SCHEDULER_README [plain text]

PPoossttffiixx QQuueeuuee SScchheedduulleerr

-------------------------------------------------------------------------------

WWhhaatt tthhiiss ffiillee iiss aabboouutt

This is the beginning of documentation for the clever queue manager scheduling
algorithm by Patrik Rak. For a long time, this code was made available under
the name "nqmgr(8)" (new queue manager), as an optional module. As of Postfix
2.1 this is the default queue manager, which is always called "qmgr(8)". The
old queue manager will for some time will be available under the name of "oqmgr
(8)".

WWhhyy tthhee oolldd PPoossttffiixx qquueeuuee mmaannaaggeerr wwaass rreeppllaacceedd

The old Postfix scheduler had several limitations due to unfortunate choices in
its design.

 1. Round-robin selection by destination for mail that is delivered via the
    same message delivery transport. The round-robin strategy was chosen with
    the intention to prevent a single (destination) site from using up too many
    mail delivery resources. However, that strategy penalized inbound mail on
    bi-directional gateways. The poor suffering inbound destination would be
    selected only 1/number-of-destinations of the time, even when it had more
    mail than other destinations, and thus mail could be delayed.

    Victor Duchovni found a workaround: use different message delivery
    transports, and thus avoid the starvation problem. The Patrik Rak scheduler
    solves this problem by using FIFO selection.

 2. A second limitation of the old Postfix scheduler was that delivery of bulk
    mail would block all other deliveries, causing large delays. Patrik Rak's
    scheduler allows mail with fewer recipients to slip past bulk mail in an
    elegant manner.

HHooww tthhee qquueeuuee mmaannaaggeerr sscchheedduulleerr wwoorrkkss

The following text is from Patrik Rak and should be read together with the
postconf(5) manual that describes each configuration parameter in detail.

From user's point of view, oqmgr(8) and qmgr(8) are both the same, except for
how next message is chosen when delivery agent becomes available. You already
know that oqmgr(8) uses round-robin by destination while qmgr(8) uses simple
FIFO, except for some preemptive magic. The postconf(5) manual documents all
the knobs the user can use to control this preemptive magic - there is nothing
else to the preemption than the quite simple conditions described below.

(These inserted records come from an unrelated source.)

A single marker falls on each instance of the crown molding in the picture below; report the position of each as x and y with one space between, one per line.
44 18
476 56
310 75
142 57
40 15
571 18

As for programmer-level documentation, this will have to be extracted from all
those emails we have exchanged with Wietse [rats! I hoped that Patrik would do
the work for me -- Wietse] But I think there are no missing bits which we have
not mentioned in our conversations.

However, even from programmer's point of view, there is nothing more to add to
the message scheduling idea itself. There are few things which make it look
more complicated than it is, but the algorithm is the same as the user
perceives it. The summary of the differences of the programmer's view from the
user's view are:

 1. Simplification of terms for users: The user knows about messages and
    recipients. The program itself works with jobs (one message is split among
    several jobs, one per each transport needed to deliver the message) and
    queue entries (each entry may group several recipients for same
    destination). Then there is the peer structure introduced by qmgr(8) which
    is simply per-job analog of the queue structure.

 2. Dealing with concurrency limits: The actual implementation is complicated
    by the fact that the messages (resp. jobs) may not be delivered in the
    exactly scheduled order because of the concurrency limits. It is necessary
    to skip some "blocker" jobs when the concurrency limit is reached and get
    back to them again when the limit permits.

 3. Dealing with resource limits: The actual implementation is complicated by
    the fact that not all recipients may be read in-core. Therefore each
    message has some recipients in-core and some may remain on-file. This means
    that a) the preemptive algorithm needs to work with recipient count
    estimates instead of exact counts, b) there is extra code which needs to
    manipulate the per-transport pool of recipients which may be read in-core
    at the same time, and c) there is extra code which needs to be able to read
    recipients into core in batches and which is triggered at appropriate
    moments.

 4. Doing things efficiently: All important things I am aware of are done in
    the minimum time possible (either directly or at least when amortized
    complexity is used), but to choose which job is the best candidate for
    preempting the current job requires linear search of up to all transport
    jobs (the worst theoretical case - the reality is much better). As this is
    done every time the next queue entry to be delivered is about to be chosen,
    it seemed reasonable to add cache which minimizes the overhead. Maintenance
    of this candidate cache slightly obfuscates things.

The points 2 and 3 are those which made the implementation (look) complicated
and were the real coding work, but I believe that to understand the scheduling
algorithm itself (which was the real thinking work) is fairly easy.